The government's move to expand income tax deductions to include contributions made to such civic groups is a step forward, albeit a belated one. Financial woes have put a crimp in the activities of civic groups, which once seemed to be flourishing.
But the Finance Ministry's decision to single out just two organizations, the People's Solidarity for Participatory Democracy and the Citizens' Coalition for Economic Justice, may be misunderstood. The ministry cited the symbolic nature of the two groups as leading organizations, but that explanation will fail to quell complaints from thousands of other groups that will demand to know the real reasons for the selections. At least there has been a process of nominating and assessing the qualifications of nonprofit welfare groups and cultural foundations that can now receive tax-deductible contributions. The new additions were just arbitrarily selected by the Finance Ministry.
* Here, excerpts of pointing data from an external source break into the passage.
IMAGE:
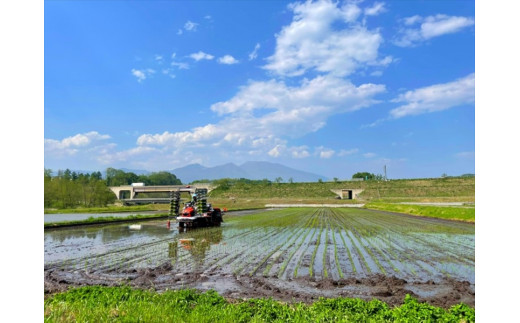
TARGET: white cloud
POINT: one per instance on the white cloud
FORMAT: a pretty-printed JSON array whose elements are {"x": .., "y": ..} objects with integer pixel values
[
  {"x": 344, "y": 152},
  {"x": 190, "y": 26},
  {"x": 275, "y": 152},
  {"x": 436, "y": 97},
  {"x": 71, "y": 145},
  {"x": 466, "y": 155},
  {"x": 141, "y": 75},
  {"x": 180, "y": 65},
  {"x": 326, "y": 153},
  {"x": 376, "y": 9},
  {"x": 311, "y": 42},
  {"x": 431, "y": 26},
  {"x": 254, "y": 53},
  {"x": 284, "y": 112},
  {"x": 227, "y": 59},
  {"x": 299, "y": 152},
  {"x": 350, "y": 12},
  {"x": 201, "y": 55}
]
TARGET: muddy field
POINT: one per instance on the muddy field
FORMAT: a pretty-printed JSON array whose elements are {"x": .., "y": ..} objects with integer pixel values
[{"x": 290, "y": 255}]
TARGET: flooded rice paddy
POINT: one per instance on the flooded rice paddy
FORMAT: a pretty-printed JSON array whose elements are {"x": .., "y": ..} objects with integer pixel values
[{"x": 290, "y": 254}]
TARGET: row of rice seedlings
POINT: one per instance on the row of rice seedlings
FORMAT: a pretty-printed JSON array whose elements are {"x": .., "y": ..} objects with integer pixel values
[
  {"x": 288, "y": 245},
  {"x": 310, "y": 241},
  {"x": 245, "y": 251},
  {"x": 271, "y": 242},
  {"x": 428, "y": 246},
  {"x": 272, "y": 252},
  {"x": 363, "y": 235},
  {"x": 340, "y": 273},
  {"x": 356, "y": 247},
  {"x": 325, "y": 273},
  {"x": 313, "y": 257},
  {"x": 258, "y": 234},
  {"x": 340, "y": 228},
  {"x": 390, "y": 227},
  {"x": 309, "y": 225}
]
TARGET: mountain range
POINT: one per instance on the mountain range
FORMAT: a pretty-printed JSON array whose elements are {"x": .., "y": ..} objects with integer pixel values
[{"x": 255, "y": 170}]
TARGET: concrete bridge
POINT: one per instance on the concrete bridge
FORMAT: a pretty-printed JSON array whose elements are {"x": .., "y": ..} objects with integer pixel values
[
  {"x": 128, "y": 193},
  {"x": 348, "y": 193}
]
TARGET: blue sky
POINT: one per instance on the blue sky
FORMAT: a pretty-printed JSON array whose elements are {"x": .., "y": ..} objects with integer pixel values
[{"x": 328, "y": 87}]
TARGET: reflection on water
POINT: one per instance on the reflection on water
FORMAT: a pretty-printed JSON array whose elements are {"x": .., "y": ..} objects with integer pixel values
[
  {"x": 48, "y": 218},
  {"x": 197, "y": 242},
  {"x": 108, "y": 233}
]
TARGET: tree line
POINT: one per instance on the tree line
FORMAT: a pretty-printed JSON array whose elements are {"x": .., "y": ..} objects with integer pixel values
[{"x": 69, "y": 189}]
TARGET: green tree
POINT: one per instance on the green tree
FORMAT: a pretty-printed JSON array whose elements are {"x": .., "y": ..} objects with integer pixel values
[
  {"x": 364, "y": 175},
  {"x": 163, "y": 178}
]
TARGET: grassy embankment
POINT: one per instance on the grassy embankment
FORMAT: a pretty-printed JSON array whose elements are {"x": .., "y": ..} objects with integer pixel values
[
  {"x": 242, "y": 196},
  {"x": 110, "y": 209},
  {"x": 466, "y": 214},
  {"x": 94, "y": 304},
  {"x": 412, "y": 190},
  {"x": 105, "y": 219}
]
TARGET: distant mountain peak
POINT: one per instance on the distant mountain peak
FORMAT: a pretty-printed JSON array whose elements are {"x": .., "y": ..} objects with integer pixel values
[{"x": 255, "y": 170}]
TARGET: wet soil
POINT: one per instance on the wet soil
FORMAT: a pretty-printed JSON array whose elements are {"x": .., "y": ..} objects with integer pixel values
[
  {"x": 430, "y": 259},
  {"x": 444, "y": 293}
]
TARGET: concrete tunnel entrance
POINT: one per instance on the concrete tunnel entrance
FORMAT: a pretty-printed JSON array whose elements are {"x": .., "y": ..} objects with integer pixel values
[{"x": 346, "y": 194}]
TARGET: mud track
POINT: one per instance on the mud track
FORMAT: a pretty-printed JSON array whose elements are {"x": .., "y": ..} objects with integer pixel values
[{"x": 389, "y": 289}]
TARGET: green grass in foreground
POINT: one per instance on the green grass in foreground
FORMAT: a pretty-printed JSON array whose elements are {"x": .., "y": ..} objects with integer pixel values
[
  {"x": 108, "y": 209},
  {"x": 443, "y": 212},
  {"x": 93, "y": 220},
  {"x": 101, "y": 304}
]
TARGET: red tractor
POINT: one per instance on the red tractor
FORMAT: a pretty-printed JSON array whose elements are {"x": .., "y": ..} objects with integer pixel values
[{"x": 197, "y": 212}]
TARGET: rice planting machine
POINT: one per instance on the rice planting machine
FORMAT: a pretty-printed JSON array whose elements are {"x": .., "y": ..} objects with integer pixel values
[{"x": 197, "y": 212}]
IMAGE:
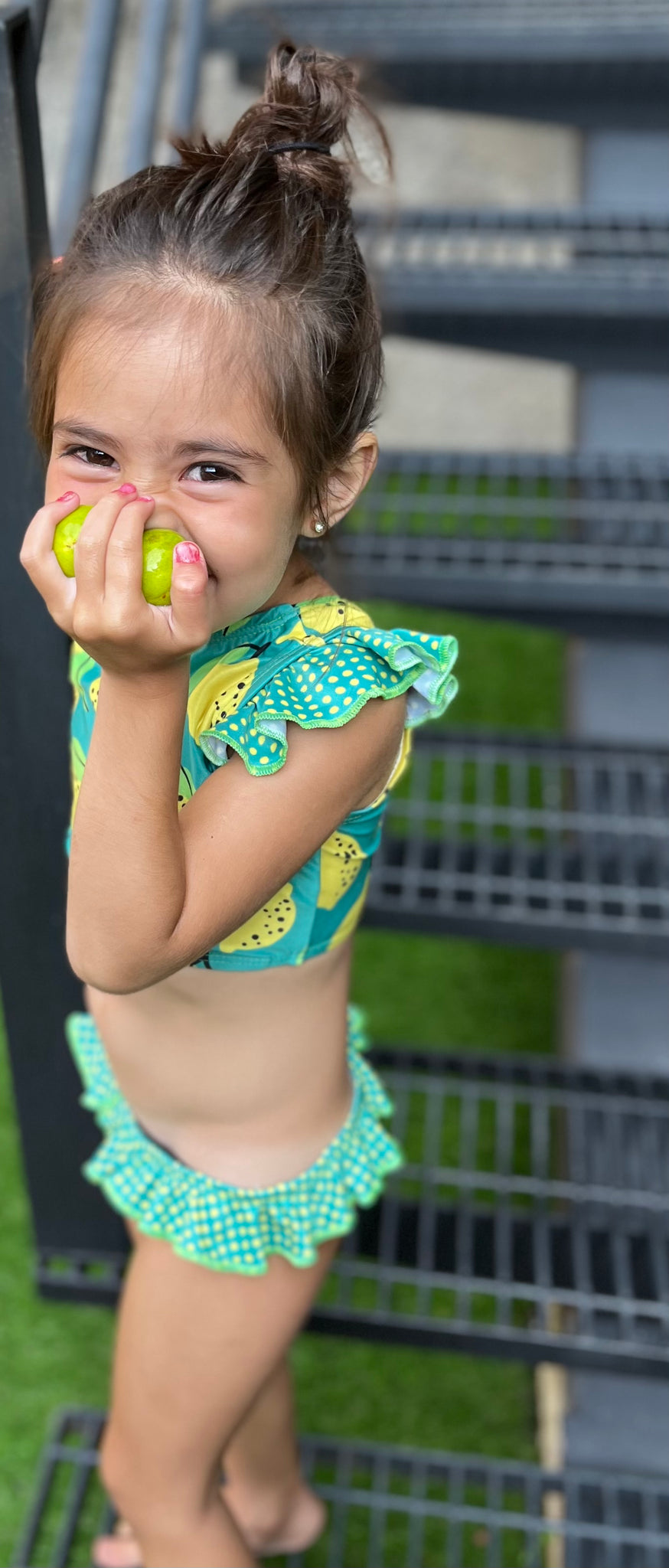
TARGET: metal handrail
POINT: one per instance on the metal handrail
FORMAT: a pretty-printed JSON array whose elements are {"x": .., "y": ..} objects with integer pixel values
[{"x": 38, "y": 18}]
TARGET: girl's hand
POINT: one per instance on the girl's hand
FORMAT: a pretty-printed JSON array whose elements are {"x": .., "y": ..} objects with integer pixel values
[{"x": 103, "y": 606}]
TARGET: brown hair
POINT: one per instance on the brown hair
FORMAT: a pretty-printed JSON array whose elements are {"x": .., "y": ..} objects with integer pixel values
[{"x": 270, "y": 231}]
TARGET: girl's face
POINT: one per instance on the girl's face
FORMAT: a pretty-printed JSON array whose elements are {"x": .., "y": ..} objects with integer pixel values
[{"x": 157, "y": 408}]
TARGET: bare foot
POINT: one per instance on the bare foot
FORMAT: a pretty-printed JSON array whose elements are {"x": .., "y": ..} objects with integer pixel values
[
  {"x": 303, "y": 1523},
  {"x": 302, "y": 1526}
]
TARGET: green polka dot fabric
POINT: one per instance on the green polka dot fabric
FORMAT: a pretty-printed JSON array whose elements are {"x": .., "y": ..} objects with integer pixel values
[
  {"x": 315, "y": 665},
  {"x": 217, "y": 1223}
]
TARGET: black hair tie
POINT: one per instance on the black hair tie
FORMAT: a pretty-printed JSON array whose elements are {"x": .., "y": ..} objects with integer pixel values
[{"x": 299, "y": 146}]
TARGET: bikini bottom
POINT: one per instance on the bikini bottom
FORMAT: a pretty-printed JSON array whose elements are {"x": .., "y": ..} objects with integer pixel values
[{"x": 217, "y": 1223}]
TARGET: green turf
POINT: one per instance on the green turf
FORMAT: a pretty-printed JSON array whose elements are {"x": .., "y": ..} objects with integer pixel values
[{"x": 414, "y": 990}]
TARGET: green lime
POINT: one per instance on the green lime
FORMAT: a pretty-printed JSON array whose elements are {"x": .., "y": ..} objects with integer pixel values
[
  {"x": 157, "y": 570},
  {"x": 157, "y": 554}
]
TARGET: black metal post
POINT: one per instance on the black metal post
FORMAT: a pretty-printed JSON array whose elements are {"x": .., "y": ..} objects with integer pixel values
[{"x": 38, "y": 985}]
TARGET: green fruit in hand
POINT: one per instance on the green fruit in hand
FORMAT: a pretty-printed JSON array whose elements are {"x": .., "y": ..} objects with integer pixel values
[{"x": 157, "y": 554}]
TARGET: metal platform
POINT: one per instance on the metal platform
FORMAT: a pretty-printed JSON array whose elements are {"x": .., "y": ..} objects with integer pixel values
[
  {"x": 585, "y": 61},
  {"x": 389, "y": 1508},
  {"x": 528, "y": 841},
  {"x": 579, "y": 543},
  {"x": 530, "y": 1220},
  {"x": 561, "y": 284}
]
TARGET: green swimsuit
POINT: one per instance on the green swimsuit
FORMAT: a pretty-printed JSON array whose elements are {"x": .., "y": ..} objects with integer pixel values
[{"x": 315, "y": 665}]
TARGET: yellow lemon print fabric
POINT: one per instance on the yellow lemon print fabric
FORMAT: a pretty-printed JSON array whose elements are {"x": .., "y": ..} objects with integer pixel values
[{"x": 315, "y": 665}]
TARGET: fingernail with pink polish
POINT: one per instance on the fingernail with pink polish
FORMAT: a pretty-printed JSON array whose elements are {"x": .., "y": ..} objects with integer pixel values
[{"x": 187, "y": 554}]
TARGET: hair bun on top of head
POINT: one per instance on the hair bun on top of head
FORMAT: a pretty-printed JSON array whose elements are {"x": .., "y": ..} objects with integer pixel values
[{"x": 308, "y": 104}]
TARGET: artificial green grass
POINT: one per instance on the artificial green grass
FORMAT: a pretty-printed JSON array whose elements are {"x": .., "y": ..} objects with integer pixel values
[{"x": 416, "y": 990}]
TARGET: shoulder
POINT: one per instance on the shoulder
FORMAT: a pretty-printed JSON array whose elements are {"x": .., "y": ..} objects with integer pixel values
[{"x": 323, "y": 664}]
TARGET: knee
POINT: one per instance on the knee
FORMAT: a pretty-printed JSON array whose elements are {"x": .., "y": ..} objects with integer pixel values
[
  {"x": 140, "y": 1487},
  {"x": 116, "y": 1472}
]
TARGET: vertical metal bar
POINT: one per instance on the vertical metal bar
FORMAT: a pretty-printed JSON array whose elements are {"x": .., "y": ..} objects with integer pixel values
[
  {"x": 86, "y": 122},
  {"x": 149, "y": 79},
  {"x": 38, "y": 987},
  {"x": 188, "y": 71},
  {"x": 38, "y": 18}
]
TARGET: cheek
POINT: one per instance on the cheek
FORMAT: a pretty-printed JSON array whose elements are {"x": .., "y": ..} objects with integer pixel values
[{"x": 253, "y": 535}]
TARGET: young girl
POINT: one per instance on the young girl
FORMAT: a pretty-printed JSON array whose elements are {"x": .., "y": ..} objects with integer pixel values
[{"x": 207, "y": 360}]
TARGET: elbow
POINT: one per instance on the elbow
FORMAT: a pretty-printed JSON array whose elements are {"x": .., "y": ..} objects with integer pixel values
[{"x": 97, "y": 977}]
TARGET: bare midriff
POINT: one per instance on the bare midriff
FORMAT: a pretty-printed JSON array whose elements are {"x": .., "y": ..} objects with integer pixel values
[{"x": 240, "y": 1073}]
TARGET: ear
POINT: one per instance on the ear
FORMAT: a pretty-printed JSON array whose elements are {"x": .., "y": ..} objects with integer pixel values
[{"x": 348, "y": 482}]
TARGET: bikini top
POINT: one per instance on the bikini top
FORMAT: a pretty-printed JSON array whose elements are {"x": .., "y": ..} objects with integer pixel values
[{"x": 315, "y": 665}]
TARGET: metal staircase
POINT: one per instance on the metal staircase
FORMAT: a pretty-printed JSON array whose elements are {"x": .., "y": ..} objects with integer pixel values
[{"x": 531, "y": 1216}]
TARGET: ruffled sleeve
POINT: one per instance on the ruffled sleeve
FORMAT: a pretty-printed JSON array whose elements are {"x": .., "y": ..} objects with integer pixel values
[{"x": 320, "y": 679}]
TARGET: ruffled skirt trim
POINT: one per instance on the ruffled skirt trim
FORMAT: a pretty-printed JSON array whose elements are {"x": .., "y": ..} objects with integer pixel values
[{"x": 215, "y": 1223}]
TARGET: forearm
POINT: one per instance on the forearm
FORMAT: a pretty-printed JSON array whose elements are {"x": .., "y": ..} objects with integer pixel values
[{"x": 126, "y": 885}]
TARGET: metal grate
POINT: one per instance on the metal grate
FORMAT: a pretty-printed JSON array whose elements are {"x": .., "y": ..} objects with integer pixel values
[
  {"x": 528, "y": 1220},
  {"x": 514, "y": 259},
  {"x": 596, "y": 30},
  {"x": 561, "y": 284},
  {"x": 597, "y": 61},
  {"x": 389, "y": 1508},
  {"x": 569, "y": 541},
  {"x": 528, "y": 839}
]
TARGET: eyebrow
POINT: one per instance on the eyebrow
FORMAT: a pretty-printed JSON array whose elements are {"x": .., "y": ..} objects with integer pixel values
[{"x": 184, "y": 449}]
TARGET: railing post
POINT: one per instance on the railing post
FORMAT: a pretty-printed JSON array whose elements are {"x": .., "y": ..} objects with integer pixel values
[{"x": 38, "y": 985}]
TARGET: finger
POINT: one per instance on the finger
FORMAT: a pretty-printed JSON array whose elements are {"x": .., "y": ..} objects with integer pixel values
[
  {"x": 126, "y": 550},
  {"x": 38, "y": 559},
  {"x": 188, "y": 595},
  {"x": 91, "y": 547}
]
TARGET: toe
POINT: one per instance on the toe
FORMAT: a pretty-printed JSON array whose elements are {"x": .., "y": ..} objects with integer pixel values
[{"x": 116, "y": 1551}]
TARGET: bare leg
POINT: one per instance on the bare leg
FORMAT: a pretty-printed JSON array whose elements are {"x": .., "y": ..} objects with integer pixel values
[
  {"x": 194, "y": 1351},
  {"x": 263, "y": 1488}
]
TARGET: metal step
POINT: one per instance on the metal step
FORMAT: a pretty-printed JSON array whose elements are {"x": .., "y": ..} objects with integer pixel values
[
  {"x": 580, "y": 543},
  {"x": 389, "y": 1506},
  {"x": 583, "y": 61},
  {"x": 530, "y": 1220},
  {"x": 563, "y": 284},
  {"x": 528, "y": 841}
]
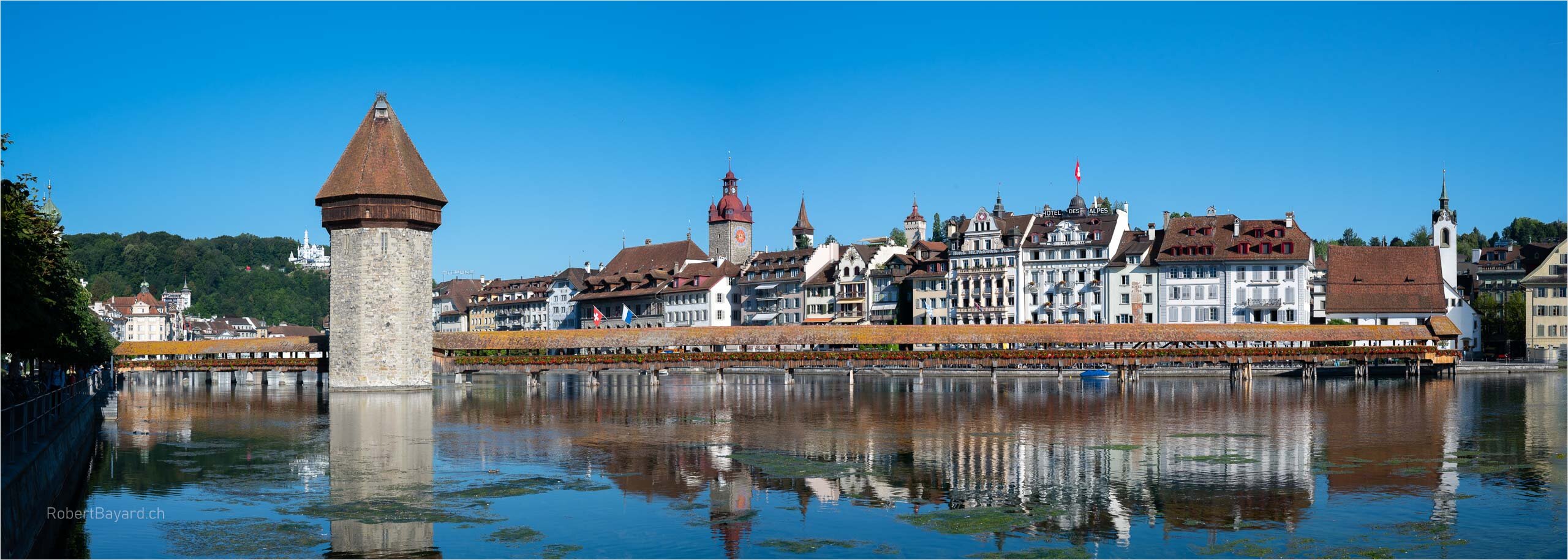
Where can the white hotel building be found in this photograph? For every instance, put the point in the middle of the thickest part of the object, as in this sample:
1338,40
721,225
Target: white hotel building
1220,269
1063,258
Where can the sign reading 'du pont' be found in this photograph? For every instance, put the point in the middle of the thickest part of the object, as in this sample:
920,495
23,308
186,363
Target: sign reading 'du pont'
1087,212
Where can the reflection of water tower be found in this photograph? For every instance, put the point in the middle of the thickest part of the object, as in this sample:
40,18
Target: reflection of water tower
382,449
729,498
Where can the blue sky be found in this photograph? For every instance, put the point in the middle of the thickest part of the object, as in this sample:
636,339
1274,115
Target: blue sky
556,127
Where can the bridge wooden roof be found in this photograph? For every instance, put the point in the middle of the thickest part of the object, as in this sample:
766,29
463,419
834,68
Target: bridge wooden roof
846,335
1438,327
222,347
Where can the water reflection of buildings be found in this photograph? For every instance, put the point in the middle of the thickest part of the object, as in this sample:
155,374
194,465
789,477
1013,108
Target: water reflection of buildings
382,451
949,441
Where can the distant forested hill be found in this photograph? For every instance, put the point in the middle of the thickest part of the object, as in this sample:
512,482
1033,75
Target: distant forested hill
220,286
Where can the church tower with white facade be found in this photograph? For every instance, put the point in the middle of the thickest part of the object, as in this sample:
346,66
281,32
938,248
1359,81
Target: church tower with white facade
1445,234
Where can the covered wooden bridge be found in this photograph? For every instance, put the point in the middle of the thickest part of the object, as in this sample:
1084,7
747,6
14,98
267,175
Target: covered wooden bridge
910,349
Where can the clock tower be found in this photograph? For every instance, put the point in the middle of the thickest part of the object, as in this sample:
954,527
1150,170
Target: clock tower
729,225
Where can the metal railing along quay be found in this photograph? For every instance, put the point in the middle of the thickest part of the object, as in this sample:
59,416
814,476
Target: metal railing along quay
34,421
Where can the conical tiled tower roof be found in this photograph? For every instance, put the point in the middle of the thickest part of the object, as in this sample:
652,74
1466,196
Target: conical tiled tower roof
802,225
380,161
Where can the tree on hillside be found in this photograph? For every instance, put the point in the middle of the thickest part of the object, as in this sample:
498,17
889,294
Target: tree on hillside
938,231
44,312
1529,231
897,237
1420,237
1470,242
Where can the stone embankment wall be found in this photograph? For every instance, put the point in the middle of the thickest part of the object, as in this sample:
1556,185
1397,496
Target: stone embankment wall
49,474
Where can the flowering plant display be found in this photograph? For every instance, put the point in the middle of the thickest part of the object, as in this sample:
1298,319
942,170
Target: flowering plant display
170,365
956,355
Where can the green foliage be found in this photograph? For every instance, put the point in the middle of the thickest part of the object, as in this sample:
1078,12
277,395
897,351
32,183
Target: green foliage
216,267
1420,237
1470,242
1529,231
1501,322
897,237
44,314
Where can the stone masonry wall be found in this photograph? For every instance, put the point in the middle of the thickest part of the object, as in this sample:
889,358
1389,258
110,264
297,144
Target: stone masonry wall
382,330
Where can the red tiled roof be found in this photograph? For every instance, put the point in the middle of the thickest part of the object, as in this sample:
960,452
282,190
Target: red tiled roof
1376,279
1092,333
1213,239
380,161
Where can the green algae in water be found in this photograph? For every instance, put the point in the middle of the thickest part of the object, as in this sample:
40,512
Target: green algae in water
584,485
1228,458
508,488
726,516
1241,548
788,466
514,535
383,510
559,551
1037,553
244,537
970,521
1494,468
808,545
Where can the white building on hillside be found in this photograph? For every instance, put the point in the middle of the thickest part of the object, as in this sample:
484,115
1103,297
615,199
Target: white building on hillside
309,256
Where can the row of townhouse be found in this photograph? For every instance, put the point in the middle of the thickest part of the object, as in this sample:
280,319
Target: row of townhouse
1079,264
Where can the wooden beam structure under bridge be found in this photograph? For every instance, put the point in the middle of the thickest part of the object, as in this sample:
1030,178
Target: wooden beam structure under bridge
963,349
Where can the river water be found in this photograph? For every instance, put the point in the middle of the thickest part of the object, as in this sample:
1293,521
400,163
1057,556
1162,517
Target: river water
1468,466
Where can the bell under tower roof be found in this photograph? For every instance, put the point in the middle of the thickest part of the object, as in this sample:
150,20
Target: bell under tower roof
382,161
If we are to develop a culture of donations, potential recipients must also step up their efforts to make their operations transparent. We saw from last year's campaign by civic groups to oppose the election of certain politicians and in their calls for media reform that their activities cannot be always free of criticism by opposing interests. Voluntary, complete disclosure of their finances to contributors is just a start. Organizations must continually assess their spending to ensure money is being used well.
The financial condition of civic groups is discouraging. Only the People's Solidarity for Participatory Democracy can meet 70 percent or more of its operating expenses through member contributions. Tax breaks should be expanded to other groups, and to ensure that contributions are independent of government or business interests, oversight agencies should look at the transparency of funds collection and disbursement.